Volume 25, Number 9 · June 1, 1978

Strangers and Brothers

By J.H. Elliott
Lost Tribes and Promised Lands: The Origins of American Racism
by Ronald Sanders

Little, Brown, 443 pp., $15.00

The Church Militant and Iberian Expansion, 1440-1770
by C.R. Boxer

Johns Hopkins, 139 pp., $9.50 (To be published July 13.)
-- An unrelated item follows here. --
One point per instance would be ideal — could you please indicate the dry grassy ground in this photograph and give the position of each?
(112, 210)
The search for the origins of modern racism—the word but not the reality is a twentieth-century invention—has a way of leading back sooner or later to the sixteenth century. Understandably so, since this was the first great age of European overseas empire, and imperialism and racism have come to seem inextricably conjoined. Where better, then, to look than to Spain and Portugal, as the pioneer colonial powers of the modern world? Professor Charles Boxer, in his brief but invigorating volume on The Church Militant and Iberian Expansion, remarks that 'attitudes and convictions formed as the Iberian mariners, missionaries, merchants, and men-at-arms spread around the globe lasted for centuries, and are still with us in varying degrees.' The twentieth-century Westerner who examines the words and works of those Iberian pioneers glimpses, as in a murky mirror, the forms and lineaments of a too familiar world.